In short, to all intents and purposes, the compliance records captured for voice memos are blank. Office 365 content searches can find the compliance records, but the emptiness of the compliance record will disappoint any compliance officer or investigator (Figure 3).

The second problem is that because Office 365 captures no metadata or other information for voice memos, the only way to find that these items exist is to look for everything in a mailbox. But even when you find something, the emptiness problem means that you know that someone communicated with someone else, but have no idea of what was said.
The reason that this is a compliance problem is evident from the conversation in Figure 1 where a participant is told that they’re going to receive some information in a voice memo. That information could be instructions to commit some form of behavior that is prohibited by law or the organization. We don’t know because no trace is left about what was said. Even MFCMAPI reveals nothing except perhaps a link to some data in the Teams Azure storage (Figure 4), and that’s just speculation on my part.

What Microsoft Needs to Do
Voice memos are valuable functionality and no one wants to see them disappear. However, compliance is terribly important for any company or business that must operate in line with legal or regulatory guidelines. To fix the problem, Microsoft needs to capture metadata for voice memos posted to chats, ideally with some information about the voice content to help investigators find these items and understand what they contain. Without the ability to search voice memos, a real gap exists in the Office 365 compliance story.
In the meantime, if you’re worried about the compliance issue for voice memos, you can update the Teams messaging policies used in the tenant to disable voice messages (Figure 5). It takes a little while for the new policy settings to get to clients, but when the policy arrives users won’t be able to send any more voice memos.
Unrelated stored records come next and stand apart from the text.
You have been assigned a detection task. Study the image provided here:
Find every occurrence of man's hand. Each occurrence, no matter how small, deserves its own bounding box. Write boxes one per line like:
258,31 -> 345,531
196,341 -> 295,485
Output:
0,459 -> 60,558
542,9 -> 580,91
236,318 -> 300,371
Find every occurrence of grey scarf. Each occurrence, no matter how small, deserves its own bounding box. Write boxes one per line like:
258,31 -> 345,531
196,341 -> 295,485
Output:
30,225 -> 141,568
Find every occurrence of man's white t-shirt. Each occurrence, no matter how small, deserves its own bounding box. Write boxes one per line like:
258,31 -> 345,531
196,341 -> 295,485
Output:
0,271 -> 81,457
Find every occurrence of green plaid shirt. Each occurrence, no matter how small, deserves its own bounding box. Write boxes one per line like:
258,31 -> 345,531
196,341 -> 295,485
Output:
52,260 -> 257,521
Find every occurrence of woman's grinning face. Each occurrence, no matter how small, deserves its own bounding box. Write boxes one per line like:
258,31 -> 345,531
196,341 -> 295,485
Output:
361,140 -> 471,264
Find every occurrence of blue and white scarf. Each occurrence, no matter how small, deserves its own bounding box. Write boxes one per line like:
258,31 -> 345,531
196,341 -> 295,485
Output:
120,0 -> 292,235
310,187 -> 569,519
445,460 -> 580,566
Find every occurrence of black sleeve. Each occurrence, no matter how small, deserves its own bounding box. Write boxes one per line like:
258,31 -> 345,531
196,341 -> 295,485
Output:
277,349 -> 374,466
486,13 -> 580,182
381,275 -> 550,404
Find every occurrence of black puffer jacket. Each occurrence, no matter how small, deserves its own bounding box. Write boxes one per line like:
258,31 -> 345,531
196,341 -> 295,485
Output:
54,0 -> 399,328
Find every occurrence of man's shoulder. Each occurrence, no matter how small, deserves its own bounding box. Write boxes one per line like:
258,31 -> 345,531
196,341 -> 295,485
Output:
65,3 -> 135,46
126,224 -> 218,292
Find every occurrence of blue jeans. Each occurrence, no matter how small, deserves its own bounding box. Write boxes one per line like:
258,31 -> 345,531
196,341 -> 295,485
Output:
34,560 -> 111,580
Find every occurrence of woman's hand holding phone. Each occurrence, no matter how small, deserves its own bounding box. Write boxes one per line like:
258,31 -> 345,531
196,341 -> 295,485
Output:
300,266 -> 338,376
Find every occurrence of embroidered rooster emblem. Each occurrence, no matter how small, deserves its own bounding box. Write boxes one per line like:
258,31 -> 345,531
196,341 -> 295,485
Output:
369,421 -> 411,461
Compliance is a difficult subject to master, especially across multiple Office 365 workloads. That’s why we spend a lot of time looking into the nooks and crannies of compliance and documenting it here and in the Office 365 for IT Pros eBook.
Hello, is this functionality supported also by the desktop version of the application?
Thank you in advance!
Margherita
No
Hi how can I download them?
AFAIK, you can’t.
Hi. When recording a voice memo : how long can I talk please ?
3 minutes ? 5 minutes ?
Thanks.
Claudia
I haven’t tried to measure this. But I imagine that you could easily talk for five minutes and send that. The purpose of a voice memo is to send a short message, not to read the complete works of William Shakespeare.